Ratinhos na Era do Gelo

Estou elaborando um projeto relacionado à filogeografia de roedores, sob orientação de um dos professores de minha faculdade. Vamos levantar as variações intra-específicas em diversas populações de Euryoryzomys russatus, um roedor da Mata Atlântica. Iremos utilizar dados morfológicos (cor do pêlo, tamanho das vibrissas, formato dos pés etc.), morfométricos (tamanho dos ossos, medidas do crânio, dos dentes) e moleculares (seqüência do gene Citocromo b do DNA mitocondrial) e confrontá-los com os aspectos físicos do ambiente (como morros, rios e outras barreiras) para saber com maior certeza se há diferenças entre os ratos do Nordeste e do Sudeste, e se houver, se ela está relacionada ao ambiente.

A filogeografia é a ciência que estuda a distribuição geográfica das espécies e as relações de parentesco entre elas. É bastante interessante, pois ela muitas vezes é capaz de oferecer informações preciosas para se descobrir alguns episódios da história evolutiva da vida. Por muito tempo, ela foi desenvolvida em parceria com a paleontologia e a taxonomia. Tudo era muito baseado nas características do corpo: medidas, peso, comprimento dos ossos, disposição dos vasos sanguíneos no crânio, cor da pele, pêlo e penas entre outras.

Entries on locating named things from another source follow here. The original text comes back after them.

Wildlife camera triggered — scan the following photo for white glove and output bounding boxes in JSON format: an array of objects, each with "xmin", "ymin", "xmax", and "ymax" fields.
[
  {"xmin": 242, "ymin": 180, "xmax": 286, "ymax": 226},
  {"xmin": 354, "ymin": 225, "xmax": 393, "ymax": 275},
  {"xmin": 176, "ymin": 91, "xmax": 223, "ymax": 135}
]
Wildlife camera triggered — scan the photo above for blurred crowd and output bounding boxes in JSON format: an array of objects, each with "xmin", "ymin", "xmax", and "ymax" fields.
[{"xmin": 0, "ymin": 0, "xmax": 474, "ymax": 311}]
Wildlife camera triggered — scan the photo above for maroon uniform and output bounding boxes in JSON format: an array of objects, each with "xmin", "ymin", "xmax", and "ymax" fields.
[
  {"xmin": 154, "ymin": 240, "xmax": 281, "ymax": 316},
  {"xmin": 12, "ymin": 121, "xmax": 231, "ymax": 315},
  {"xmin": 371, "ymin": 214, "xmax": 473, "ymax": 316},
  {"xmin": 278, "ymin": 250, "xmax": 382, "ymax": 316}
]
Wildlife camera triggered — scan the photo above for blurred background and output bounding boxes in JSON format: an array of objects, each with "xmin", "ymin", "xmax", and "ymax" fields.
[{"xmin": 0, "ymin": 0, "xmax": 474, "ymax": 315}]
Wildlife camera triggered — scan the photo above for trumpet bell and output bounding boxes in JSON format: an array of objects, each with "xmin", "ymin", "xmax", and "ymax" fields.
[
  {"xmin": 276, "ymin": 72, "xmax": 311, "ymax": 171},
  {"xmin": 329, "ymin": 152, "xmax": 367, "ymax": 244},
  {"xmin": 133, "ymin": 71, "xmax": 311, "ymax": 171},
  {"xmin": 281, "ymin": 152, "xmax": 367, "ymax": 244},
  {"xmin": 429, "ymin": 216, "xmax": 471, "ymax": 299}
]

Com o avanço das tecnologias de leitura do DNA, o trabalho da filogeografia tem se tornado muito preciso. Diversas seqüências do DNA são praticamente idênticas em todos os animais. Assim, quanto mais diferente duas seqüências forem, mais distante pode ser a relação entre elas. Algumas espécies variam bastante de cor, tamanho ou hábito, mas se a seqüência do DNA for muito próxima, o parentesco entre elas também é. E a união dos trabalhos taxonômico e molecular tem gerado resultados importantes e possibilitado a comparação entre diferentes cenários evolutivos, mostrando quais são os mais prováveis para aquela(s) espécie(s).

Vou contar-lhes um exemplo breve. Abothrix olivaceus e Abothrix xanthorhinus são duas espécies de ratinhos que vivem no Chile e na Argentina. O primeiro habita o oeste da cordilheira dos Andes, e o segundo, o leste – a Patagônia. Em Bariloche – próximo à divisa entre Chile e Argentina –, foram encontradas as duas espécies, e muitos deles pareciam ser híbridos entre elas, ou seja, resultado do cruzamento entre duas espécies distintas, apresentando características intermediárias.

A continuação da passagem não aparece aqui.